Personally, from the beginning, I wanted to be an engineer. Today, I am an engineer. I got employment with Total Nigeria, four months before I graduated from University of Liege in Belgium. So, it was my choice to come back to Nigeria to take up my employment upon graduation. This is different from what obtains in the country today. I did not know anybody at Total to influence my getting the job. It was based on the fact that I had what they wanted and they took me.

Since that time, God has been very kind to me. I stayed in employment for 13 years and later resigned to venture into the world and God has been very kind to me. At that time, opportunities were there and they are still there. My prayer has always been that God should give me the grace to identify opportunities and utilise them when they are passing by. I still say such prayer till today.
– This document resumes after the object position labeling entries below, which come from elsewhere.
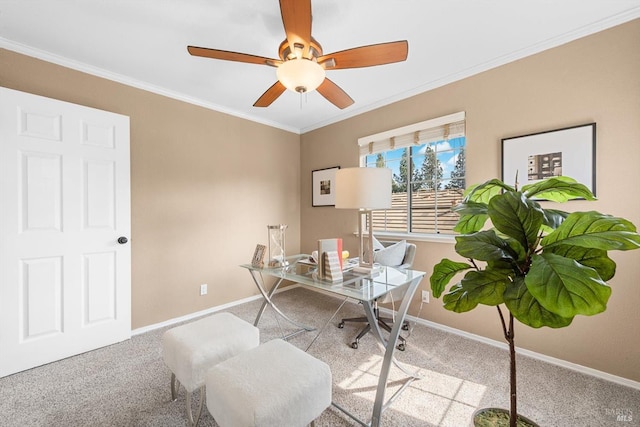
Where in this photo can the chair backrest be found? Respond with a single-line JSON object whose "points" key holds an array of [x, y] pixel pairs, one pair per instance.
{"points": [[407, 263], [409, 254]]}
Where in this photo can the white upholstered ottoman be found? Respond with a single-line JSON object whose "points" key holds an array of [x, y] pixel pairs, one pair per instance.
{"points": [[273, 385], [190, 350]]}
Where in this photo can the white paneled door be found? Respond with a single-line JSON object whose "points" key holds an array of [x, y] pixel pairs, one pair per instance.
{"points": [[65, 259]]}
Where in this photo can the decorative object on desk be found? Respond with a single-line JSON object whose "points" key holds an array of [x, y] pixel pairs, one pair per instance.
{"points": [[327, 245], [276, 245], [332, 266], [258, 256], [543, 265], [563, 152], [323, 186], [364, 189]]}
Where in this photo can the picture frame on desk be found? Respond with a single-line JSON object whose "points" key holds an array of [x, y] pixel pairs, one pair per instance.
{"points": [[323, 186]]}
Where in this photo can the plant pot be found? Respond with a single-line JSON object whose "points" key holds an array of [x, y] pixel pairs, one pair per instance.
{"points": [[497, 417]]}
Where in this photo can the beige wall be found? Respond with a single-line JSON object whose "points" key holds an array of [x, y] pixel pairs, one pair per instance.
{"points": [[595, 79], [204, 185]]}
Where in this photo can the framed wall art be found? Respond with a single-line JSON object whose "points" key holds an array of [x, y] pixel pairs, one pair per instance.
{"points": [[323, 191], [561, 152]]}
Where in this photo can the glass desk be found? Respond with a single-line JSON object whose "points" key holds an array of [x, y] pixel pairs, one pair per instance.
{"points": [[363, 288]]}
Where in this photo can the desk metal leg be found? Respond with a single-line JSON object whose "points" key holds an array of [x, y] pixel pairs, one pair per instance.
{"points": [[268, 301], [390, 345]]}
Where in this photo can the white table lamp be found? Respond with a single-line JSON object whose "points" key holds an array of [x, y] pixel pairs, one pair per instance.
{"points": [[364, 189]]}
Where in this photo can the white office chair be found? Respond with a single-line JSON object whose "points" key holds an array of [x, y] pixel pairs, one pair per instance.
{"points": [[385, 322]]}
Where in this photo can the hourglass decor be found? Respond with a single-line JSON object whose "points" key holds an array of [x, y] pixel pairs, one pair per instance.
{"points": [[276, 245]]}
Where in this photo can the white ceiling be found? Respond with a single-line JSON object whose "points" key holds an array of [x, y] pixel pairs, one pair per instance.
{"points": [[143, 43]]}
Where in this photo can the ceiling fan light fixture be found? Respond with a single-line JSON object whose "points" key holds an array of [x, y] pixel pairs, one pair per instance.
{"points": [[300, 75]]}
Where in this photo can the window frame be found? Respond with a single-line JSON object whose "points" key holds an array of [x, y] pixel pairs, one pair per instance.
{"points": [[436, 130]]}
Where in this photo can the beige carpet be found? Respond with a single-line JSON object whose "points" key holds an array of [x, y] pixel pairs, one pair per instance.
{"points": [[127, 384]]}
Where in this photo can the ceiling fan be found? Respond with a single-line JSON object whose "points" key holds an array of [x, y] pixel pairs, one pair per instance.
{"points": [[302, 64]]}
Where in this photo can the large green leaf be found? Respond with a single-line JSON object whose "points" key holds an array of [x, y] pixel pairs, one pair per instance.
{"points": [[594, 230], [517, 217], [486, 191], [528, 310], [442, 274], [566, 287], [470, 223], [591, 257], [484, 246], [458, 300], [473, 216], [558, 189]]}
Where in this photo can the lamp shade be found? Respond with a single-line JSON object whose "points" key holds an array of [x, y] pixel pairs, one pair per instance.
{"points": [[363, 188], [300, 75]]}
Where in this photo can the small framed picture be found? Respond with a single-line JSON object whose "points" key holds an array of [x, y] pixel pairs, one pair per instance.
{"points": [[323, 191], [560, 152], [258, 256]]}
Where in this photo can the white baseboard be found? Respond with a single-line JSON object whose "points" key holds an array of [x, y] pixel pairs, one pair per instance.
{"points": [[538, 356]]}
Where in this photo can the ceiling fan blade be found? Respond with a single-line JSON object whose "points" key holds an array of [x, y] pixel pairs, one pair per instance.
{"points": [[232, 56], [296, 18], [334, 94], [270, 95], [366, 56]]}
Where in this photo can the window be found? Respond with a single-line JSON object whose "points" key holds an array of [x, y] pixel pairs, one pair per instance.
{"points": [[427, 160]]}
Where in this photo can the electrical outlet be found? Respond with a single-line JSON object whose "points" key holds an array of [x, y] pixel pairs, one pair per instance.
{"points": [[425, 296]]}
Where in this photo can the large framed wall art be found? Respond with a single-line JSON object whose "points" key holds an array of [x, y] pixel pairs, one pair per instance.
{"points": [[560, 152]]}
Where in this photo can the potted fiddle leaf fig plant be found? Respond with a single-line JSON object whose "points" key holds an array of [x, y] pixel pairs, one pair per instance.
{"points": [[540, 266]]}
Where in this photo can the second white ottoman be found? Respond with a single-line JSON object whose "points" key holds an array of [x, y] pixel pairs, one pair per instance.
{"points": [[190, 350], [273, 385]]}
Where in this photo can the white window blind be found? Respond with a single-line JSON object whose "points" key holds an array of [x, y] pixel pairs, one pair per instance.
{"points": [[441, 128]]}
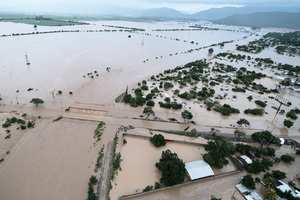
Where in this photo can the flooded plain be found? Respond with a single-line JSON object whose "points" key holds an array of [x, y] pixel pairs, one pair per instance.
{"points": [[55, 159]]}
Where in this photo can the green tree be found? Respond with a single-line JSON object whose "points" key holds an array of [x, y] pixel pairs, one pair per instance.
{"points": [[269, 181], [287, 158], [148, 111], [158, 140], [288, 123], [271, 195], [172, 168], [37, 101], [243, 121], [215, 198], [217, 152], [248, 181], [239, 134], [186, 115], [278, 174]]}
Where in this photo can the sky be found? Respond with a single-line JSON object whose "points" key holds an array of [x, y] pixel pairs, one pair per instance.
{"points": [[94, 6]]}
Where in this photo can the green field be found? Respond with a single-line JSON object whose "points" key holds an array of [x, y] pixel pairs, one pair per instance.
{"points": [[47, 20]]}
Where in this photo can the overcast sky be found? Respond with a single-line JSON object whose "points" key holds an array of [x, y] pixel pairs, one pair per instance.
{"points": [[93, 6]]}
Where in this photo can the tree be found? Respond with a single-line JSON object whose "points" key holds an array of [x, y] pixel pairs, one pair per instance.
{"points": [[288, 123], [287, 158], [172, 168], [271, 195], [243, 121], [37, 101], [218, 151], [269, 182], [215, 198], [158, 140], [186, 115], [239, 134], [248, 181], [148, 111], [278, 174], [194, 132]]}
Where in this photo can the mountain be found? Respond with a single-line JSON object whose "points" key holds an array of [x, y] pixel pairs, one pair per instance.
{"points": [[269, 19], [166, 13], [220, 13]]}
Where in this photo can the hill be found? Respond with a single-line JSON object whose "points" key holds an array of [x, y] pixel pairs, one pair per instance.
{"points": [[270, 19], [220, 13]]}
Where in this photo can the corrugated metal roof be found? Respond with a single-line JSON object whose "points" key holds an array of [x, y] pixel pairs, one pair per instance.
{"points": [[198, 169]]}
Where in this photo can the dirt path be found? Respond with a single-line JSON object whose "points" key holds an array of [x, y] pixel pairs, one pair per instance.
{"points": [[103, 187]]}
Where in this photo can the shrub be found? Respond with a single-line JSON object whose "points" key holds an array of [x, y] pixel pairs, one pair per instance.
{"points": [[171, 175], [288, 123], [226, 109], [255, 111], [261, 103], [287, 158], [150, 103], [291, 114], [248, 182], [158, 140]]}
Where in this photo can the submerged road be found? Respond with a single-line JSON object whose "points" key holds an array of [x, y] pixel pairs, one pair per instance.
{"points": [[104, 183]]}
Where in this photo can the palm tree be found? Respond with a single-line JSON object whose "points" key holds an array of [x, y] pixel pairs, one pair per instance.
{"points": [[269, 182], [271, 195]]}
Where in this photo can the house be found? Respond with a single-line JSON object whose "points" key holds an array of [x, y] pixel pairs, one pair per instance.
{"points": [[198, 169], [247, 193]]}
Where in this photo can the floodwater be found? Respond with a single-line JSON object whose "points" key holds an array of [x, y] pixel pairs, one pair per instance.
{"points": [[57, 159], [221, 187], [139, 157]]}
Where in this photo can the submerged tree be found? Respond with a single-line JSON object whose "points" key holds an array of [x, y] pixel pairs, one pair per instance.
{"points": [[37, 101]]}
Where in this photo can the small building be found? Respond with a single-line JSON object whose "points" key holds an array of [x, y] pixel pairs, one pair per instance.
{"points": [[198, 169], [247, 193]]}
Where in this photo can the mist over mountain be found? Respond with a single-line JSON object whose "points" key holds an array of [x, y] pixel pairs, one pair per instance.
{"points": [[268, 19], [220, 13]]}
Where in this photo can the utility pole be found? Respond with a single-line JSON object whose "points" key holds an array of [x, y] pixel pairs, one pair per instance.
{"points": [[26, 57], [282, 101]]}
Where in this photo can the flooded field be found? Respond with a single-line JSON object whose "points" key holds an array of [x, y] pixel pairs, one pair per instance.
{"points": [[96, 63]]}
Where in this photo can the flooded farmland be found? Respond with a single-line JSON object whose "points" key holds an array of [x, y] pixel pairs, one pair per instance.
{"points": [[55, 160]]}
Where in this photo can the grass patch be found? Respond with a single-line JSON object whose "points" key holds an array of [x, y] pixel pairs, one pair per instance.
{"points": [[100, 156], [98, 132], [57, 119]]}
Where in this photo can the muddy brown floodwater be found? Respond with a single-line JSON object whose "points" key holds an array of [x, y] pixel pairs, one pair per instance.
{"points": [[55, 159]]}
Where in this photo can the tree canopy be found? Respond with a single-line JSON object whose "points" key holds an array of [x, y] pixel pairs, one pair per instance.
{"points": [[37, 101], [172, 168], [158, 140]]}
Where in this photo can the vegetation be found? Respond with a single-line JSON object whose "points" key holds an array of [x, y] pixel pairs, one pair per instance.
{"points": [[248, 181], [255, 111], [255, 167], [261, 103], [287, 158], [186, 115], [226, 109], [100, 156], [171, 175], [266, 136], [243, 121], [98, 131], [217, 152], [37, 101], [57, 119], [288, 123], [148, 111], [158, 140]]}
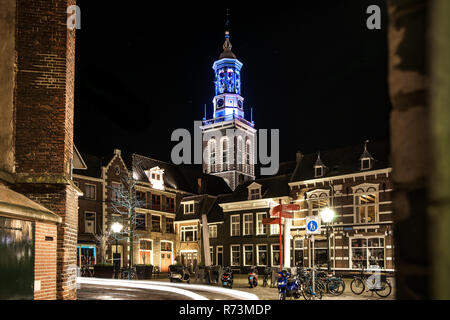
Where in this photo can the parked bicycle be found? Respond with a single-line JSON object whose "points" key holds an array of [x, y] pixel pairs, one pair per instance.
{"points": [[306, 286], [374, 282], [126, 273], [333, 284]]}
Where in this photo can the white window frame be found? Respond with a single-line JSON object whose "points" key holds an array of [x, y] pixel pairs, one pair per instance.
{"points": [[160, 222], [363, 190], [244, 225], [245, 251], [217, 253], [318, 174], [272, 252], [225, 151], [231, 255], [211, 255], [145, 250], [212, 230], [183, 230], [257, 254], [95, 191], [145, 221], [367, 249], [317, 195], [188, 205], [95, 221], [258, 214], [363, 168], [232, 224]]}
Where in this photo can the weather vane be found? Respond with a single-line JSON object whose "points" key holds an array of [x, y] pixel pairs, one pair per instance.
{"points": [[227, 22]]}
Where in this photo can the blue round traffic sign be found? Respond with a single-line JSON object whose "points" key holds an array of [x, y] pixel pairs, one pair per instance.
{"points": [[312, 226]]}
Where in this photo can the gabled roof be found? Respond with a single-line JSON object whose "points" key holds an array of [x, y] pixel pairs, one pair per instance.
{"points": [[179, 177], [203, 204], [275, 186], [342, 161]]}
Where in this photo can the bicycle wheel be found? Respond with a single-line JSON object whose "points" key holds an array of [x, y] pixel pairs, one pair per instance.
{"points": [[357, 286], [336, 287], [385, 290]]}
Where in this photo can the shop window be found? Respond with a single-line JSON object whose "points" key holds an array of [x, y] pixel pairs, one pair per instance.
{"points": [[213, 231], [367, 253], [235, 225], [248, 255], [156, 223], [188, 233], [235, 255], [262, 255]]}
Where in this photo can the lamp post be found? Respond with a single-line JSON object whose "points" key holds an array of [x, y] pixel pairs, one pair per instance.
{"points": [[116, 227], [327, 216]]}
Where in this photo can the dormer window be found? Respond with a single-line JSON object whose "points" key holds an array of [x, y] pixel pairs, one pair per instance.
{"points": [[366, 158], [254, 191], [155, 177], [319, 167], [318, 171], [366, 164], [188, 207]]}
Opportunities will continue to pass; we need the grace of God to be able to identify and hold them. If they say the need an engineer and you are not an engineer, you can’t take it even though you see the opportunity. That is what I mean by the grace to hold it. When you look at the business world, I was a name. I was a trailblazer. I was dragged into politics in 1991/1992. Not that I did not know what politics was as my father was a politician. He was a councilor who represented one local government.

The whole of Ibadanland, where we have 11 local governments now, was just one local government at that time. He was a disciple of Adegoke Adelabu. I also grew up with my uncle, Alhaji S. Are who defeated Mojeed Agbaje in the 1959 House of Representatives election. So, I can say I came from a political background. My grandfather was even said to be one of the Ajeles who was voted for by the people. So, being in politics is not strange to me.

I am grateful to God that when I was dragged into it, I also made success of it. Politics is one vocation that is very risky. From the time I joined politics, I was a member of the Senate. I won an election then. I was forced to go into exile because of my belief. There were so many times I escaped being lynched. And when you are in government, you don’t know who your real friends and your real enemies are. Your friend today becomes your enemy tomorrow and your enemy becomes your friend. In fact, if you do not go into politics, you will not know what human beings are.

The person that is singing your praise today may become your enemy. Of course, it is in the Bible, hosanna today, crucify him tomorrow. It is very risky to be in politics in Nigeria. I don’t know whether it is the same in other places. But the experience I have in Nigeria is that being in politics is a very risky job.